If you had to listen to the avalanche of shit radio stations are sent on a weekly basis, perhaps you’d understand the playlisting process and need for discretion. Many unsigned local “MCs” and “artists” believe they are raw talent, being neglected by record companies and big radio stations. But most of them haven’t bothered to nurture their so-called talent, or even ask their mother’s if they’re any good. So stations get demos, often from some delusional, egotistical wannabe, who splurged out some rubbish rap, thinking that’s all there is to it. It’s an insult to people who work hard at their craft, who’ve fought to be worthy of being playlisted next to huge international names.

And should SA not import international films and music because they take away airtime from local productions? Rumour has it, MNET can’t afford to produce more content this year because they’ve blown their budget on The Wild. Allegedly. Apparently. (I like to substantiate my vomited opinion, you see, so I won't lie and say this is fact.) Without international shows, we’d be watching the same soap operas and dated talk shows all day. And I don’t need to tell you about the current financial state of the SABC.

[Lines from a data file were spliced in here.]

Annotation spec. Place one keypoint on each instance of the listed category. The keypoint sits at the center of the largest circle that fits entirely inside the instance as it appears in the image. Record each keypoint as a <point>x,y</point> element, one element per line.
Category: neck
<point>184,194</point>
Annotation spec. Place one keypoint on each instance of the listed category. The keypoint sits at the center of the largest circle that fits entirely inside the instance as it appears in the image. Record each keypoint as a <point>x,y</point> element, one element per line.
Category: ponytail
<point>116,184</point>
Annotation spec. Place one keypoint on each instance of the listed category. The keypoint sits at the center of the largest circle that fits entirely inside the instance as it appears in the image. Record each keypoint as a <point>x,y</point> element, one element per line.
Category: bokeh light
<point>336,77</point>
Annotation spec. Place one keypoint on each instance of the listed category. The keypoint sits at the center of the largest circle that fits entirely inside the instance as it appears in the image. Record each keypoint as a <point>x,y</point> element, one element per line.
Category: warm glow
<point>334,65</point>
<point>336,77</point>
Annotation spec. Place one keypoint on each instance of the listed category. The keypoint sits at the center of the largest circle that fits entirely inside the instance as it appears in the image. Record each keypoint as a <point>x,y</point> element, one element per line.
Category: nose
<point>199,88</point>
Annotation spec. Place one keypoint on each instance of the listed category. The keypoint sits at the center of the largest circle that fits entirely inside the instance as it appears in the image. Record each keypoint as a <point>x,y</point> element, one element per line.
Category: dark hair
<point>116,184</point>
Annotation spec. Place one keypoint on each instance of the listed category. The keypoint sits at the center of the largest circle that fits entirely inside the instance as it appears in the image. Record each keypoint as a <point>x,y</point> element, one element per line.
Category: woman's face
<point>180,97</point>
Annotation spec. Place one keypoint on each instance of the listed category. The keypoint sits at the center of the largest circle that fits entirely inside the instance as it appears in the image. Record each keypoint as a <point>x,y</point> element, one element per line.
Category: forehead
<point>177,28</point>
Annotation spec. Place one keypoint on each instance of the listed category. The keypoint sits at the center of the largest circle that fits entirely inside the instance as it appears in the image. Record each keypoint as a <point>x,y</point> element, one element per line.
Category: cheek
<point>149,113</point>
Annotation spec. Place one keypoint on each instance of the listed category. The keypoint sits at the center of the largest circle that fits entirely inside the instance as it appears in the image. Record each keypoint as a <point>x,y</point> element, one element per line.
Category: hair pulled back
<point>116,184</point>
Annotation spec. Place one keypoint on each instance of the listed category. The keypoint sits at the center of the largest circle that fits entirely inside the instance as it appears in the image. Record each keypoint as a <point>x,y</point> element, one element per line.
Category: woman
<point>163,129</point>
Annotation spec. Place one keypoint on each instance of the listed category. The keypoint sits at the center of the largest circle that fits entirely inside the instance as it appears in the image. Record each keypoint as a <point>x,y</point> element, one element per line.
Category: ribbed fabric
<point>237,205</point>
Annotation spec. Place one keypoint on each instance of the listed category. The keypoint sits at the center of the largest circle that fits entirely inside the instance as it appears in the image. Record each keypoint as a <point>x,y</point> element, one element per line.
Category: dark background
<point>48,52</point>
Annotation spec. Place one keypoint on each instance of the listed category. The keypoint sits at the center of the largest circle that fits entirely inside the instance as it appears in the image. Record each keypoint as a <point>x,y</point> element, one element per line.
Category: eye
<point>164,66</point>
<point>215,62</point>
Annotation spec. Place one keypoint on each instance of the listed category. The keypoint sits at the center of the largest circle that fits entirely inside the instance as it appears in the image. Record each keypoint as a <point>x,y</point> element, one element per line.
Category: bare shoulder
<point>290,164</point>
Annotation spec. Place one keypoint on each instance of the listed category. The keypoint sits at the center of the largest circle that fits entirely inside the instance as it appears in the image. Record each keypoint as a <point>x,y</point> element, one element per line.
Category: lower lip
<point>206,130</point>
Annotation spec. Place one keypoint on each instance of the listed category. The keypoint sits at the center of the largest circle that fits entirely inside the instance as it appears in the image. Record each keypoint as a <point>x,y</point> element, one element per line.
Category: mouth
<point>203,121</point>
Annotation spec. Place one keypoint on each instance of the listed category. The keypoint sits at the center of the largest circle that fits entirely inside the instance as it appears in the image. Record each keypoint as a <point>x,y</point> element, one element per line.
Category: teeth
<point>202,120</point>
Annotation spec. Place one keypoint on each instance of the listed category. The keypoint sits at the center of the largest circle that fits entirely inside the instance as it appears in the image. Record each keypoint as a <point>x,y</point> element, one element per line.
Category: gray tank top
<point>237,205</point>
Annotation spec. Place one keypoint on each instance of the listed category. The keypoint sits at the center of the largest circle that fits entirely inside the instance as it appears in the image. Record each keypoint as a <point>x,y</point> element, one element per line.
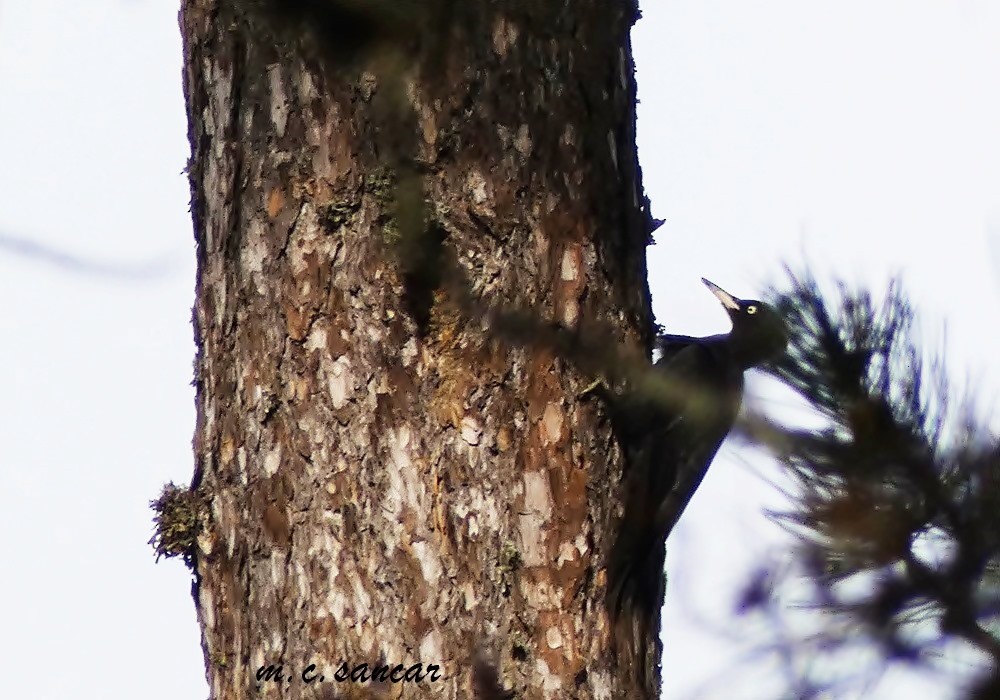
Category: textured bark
<point>386,488</point>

SA is an open-minded nation. Our country BANNED external entertainment for years, albeit for more sinister reasons. We’re pretty happy that we have the choice to see and hear content from all around the world. And quite simply, the US and UK have a lot more money invested in entertainment. It’s very difficult to compete against studios that seemingly have money flowing from every orifice. There are experienced players who’ve learnt for generations how to hustle that business. Which isn’t to say SA doesn’t have the talent - quite the opposite - WE DO. But we’re not a nation with the financial backing or resources to produce show-stoppingly good music or films at every turn. At the risk of being obtuse, SA has bigger problems, and corporate sponsorship goes to other, arguably, more desperate places.

Compromise on quality

But our 'developing' status doesn’t mean we shouldn’t invest in entertainment, of course not. The point is that we’re still getting there. So, when a band like Locnville, who’s come as far as getting an international record deal, we expect it to be awesome. We expect it to be BETTER or at least as good as the first album. Maybe the second single will be good enough to get airplay.

We shouldn’t have to compromise on quality and a standard created by being exposed to content that’s produced well, i.e. international content. There are people in SA who do it just as well, with a much smaller budget. And if the creativity and quality of the content PRE-production isn’t good enough, whether it’s Britney or local, that’s no reason to support it. Ras Dumisani is also an SA export, we don’t exactly support him, do we?

Local broadcasters, state and private, support local production as much as they can. But the viewer/listener demands more. Advertisers don’t pay for slots not watched or listened to. And the harsh reality is that broadcasting is a business. It’s what funds the international shows and the production of local shows. If radio stations don’t play quality tracks that they know their listeners want*, those listeners are going to go straight to their iPods. Digital kills the radio star.

I think demanding quality that equals that of the international standard is a proactive way of supporting local. It’s not about being anti-local; the international pool is simply bigger, with a lot of big fish to choose from. We’re choosing the biggest fish in our small pool. And to SA’s credit, 30-odd percent of ALL radio content coming from that teeny pool means not only is 5FM supporting local music, but that local music has reached a quality high enough to be played alongside huge stars, without sounding second-rate. I’d say that’s something to celebrate.